Huff v. State

Annotate this Case

560 S.W.2d 652 (1978)

Barry L. HUFF, Appellant, v. The STATE of Texas, Appellee.

No. 52779.

Court of Criminal Appeals of Texas, Panel No. 2.

January 18, 1978.

*653 John Woodard, Houston, for appellant.

Carol S. Vance, Dist. Atty., James C. Brough and Sam Adamo, Asst. Dist. Attys., Houston, for the State.

Before ONION, P. J., and DOUGLAS and ODOM, JJ.



This is an appeal from a conviction for forgery. The jury found that appellant had two prior felony convictions and assessed his punishment at life.[1]

The sufficiency of the evidence is not challenged.

The record reflects that a wallet and checkbook owned by Nelson Guy Runnels were stolen on July 8, 1974. The wallet contained, among other items, a Gulf credit card and a Rice Food Market courtesy card.

On the same day appellant and two other men entered a Rice Food Market and purchased food valued at $93.77. Appellant presented Benny Nelms, an assistant manager of the store, with one of Runnels' personal checks for that amount. Appellant signed "Guy Runnels" to the instrument, and for identification purposes gave Nelms a Gulf credit card and a Rice Food Market courtesy card addressed to Guy Runnels.

At that point Nelms called another manager, named Hall, to discuss whether to accept the check. They permitted appellant to take the groceries but Hall followed him outside and returned with appellant's license plate number. Nelms then wrote the number on the back of the check.

When the forgery was discovered appellant was traced through the license plate number. He was then arrested.

Appellant contends that the trial court erred in admitting into evidence the automobile license plate number written on the back of State's Exhibit No. 1, the forged instrument, because such evidence was hearsay. He argues that the evidence was harmful because it helped identify appellant.

Hall gave appellant's license plate number (TGH 652) to Nelms. Hall did not testify.

Nelms testified that he could identify the check as the one presented to him by appellant because he wrote the license plate number and his initials on the instrument. Nelms stated that he was the only person in the store to handle the check and make notations thereon.

The evidence of the license plate number was not hearsay. It was not admitted for the purpose of proving the truth of the matter asserted, but rather for the purpose of describing the relevant details of the transaction which in itself was relevant and provable. The question was whether the check admitted into evidence was the one presented by appellant to Nelms, and not whether the declaration made by Hall regarding the license plate number was true. Thus, the evidence of the license plate number was properly admitted as a verbal act accompanying the provable transaction. See Ramos v. State, 419 *654 S.W.2d 359 (Tex.Cr.App.1967), and authorities cited therein.

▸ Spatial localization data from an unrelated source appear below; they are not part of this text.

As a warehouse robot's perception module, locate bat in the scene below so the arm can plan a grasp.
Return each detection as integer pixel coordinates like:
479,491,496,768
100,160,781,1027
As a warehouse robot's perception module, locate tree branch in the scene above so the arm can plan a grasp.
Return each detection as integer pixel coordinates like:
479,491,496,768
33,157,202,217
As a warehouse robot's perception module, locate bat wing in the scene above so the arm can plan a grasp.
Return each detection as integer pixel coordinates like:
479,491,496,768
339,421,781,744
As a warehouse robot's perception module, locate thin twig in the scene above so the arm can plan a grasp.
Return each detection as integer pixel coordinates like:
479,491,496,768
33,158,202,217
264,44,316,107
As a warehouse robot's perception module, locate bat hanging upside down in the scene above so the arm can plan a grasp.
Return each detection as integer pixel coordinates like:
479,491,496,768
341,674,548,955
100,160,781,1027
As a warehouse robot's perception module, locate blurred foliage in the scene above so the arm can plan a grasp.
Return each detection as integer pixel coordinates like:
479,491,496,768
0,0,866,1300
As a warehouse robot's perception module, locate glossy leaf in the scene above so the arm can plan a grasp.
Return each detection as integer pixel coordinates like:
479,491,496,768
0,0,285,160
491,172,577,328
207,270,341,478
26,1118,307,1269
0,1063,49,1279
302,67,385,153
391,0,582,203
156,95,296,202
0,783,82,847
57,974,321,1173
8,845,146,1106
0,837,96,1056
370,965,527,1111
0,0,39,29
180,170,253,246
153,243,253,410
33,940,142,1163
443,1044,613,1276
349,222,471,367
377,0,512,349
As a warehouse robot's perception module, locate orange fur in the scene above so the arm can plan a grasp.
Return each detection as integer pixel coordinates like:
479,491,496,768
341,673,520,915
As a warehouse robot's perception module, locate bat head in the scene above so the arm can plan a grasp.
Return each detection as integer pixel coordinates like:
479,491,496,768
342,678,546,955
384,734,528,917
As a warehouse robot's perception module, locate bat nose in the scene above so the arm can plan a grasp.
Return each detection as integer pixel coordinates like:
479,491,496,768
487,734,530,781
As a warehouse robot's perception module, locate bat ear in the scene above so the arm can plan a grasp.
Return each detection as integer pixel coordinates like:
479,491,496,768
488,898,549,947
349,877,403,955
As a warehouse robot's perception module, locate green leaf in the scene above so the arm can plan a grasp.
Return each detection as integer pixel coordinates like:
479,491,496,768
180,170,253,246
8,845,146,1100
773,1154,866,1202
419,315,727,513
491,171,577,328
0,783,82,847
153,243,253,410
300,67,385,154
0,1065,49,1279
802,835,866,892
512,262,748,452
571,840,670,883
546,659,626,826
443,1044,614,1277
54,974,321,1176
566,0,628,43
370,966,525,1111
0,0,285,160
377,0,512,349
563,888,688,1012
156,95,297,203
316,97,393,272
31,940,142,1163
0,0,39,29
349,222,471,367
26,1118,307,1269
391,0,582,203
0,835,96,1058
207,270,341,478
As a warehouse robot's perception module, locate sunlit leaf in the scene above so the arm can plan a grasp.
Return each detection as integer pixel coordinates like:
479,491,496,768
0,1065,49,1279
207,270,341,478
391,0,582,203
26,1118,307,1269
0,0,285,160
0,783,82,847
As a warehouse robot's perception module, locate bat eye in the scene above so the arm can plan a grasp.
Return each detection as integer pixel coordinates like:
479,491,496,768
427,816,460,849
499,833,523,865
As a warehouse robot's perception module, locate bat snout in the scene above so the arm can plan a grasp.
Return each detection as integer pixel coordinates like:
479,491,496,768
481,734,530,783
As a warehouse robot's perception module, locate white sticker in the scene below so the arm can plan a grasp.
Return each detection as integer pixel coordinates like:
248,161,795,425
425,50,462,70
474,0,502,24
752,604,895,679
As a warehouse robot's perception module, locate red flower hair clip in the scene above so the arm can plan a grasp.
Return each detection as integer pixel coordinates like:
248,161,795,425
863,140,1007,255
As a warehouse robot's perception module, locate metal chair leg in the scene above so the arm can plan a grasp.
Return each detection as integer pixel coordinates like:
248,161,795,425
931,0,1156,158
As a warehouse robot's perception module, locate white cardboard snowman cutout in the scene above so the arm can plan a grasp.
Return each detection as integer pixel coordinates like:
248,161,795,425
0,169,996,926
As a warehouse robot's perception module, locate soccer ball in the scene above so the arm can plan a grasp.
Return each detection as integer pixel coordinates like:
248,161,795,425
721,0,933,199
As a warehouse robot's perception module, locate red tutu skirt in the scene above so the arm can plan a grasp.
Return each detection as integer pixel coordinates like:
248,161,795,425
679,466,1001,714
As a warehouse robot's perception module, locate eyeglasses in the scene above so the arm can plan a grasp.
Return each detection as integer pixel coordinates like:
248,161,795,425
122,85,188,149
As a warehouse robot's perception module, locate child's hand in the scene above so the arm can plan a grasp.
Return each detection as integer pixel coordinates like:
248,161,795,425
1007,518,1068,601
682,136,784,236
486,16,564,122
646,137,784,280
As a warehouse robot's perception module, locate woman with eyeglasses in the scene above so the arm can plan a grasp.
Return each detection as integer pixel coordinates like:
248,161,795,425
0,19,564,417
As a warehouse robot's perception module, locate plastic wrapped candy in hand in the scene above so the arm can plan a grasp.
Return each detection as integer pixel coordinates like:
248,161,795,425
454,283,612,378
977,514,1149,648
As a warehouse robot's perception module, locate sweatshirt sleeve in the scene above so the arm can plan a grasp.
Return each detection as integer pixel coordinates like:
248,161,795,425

Assuming such evidence was hearsay, its admission was harmless error beyond a reasonable doubt. In 24 Tex.Jur.2d Evidence, Section 573 (1961), it is stated that "... if the fact to which the hearsay admitted relates is sufficiently proved by other and competent evidence, the admission of the hearsay objected to may properly be deemed harmless."

In this case, appellant's identity was proved by a fingerprint found on the forged instrument and by Nelms' in-court identification.

At the punishment phase of the trial, the court admitted into evidence the penitentiary papers relating to appellant's two prior felony convictions. Appellant contends the court erred in admitting this evidence because the certified copies of the judgment and sentence in each case contained a facsimile signature and, thus, were not properly signed by the county district clerk.

In Ex parte Spencer, 171 Tex.Cr.R. 339, 349 S.W.2d 727 (1961), we sanctioned the clerk's execution of legal documents by the use of a facsimile stamp. The contention is overruled.

No error is shown.

The judgment is affirmed.


[1] This cause was dismissed because the sentence was pronounced prematurely. It is now properly before us.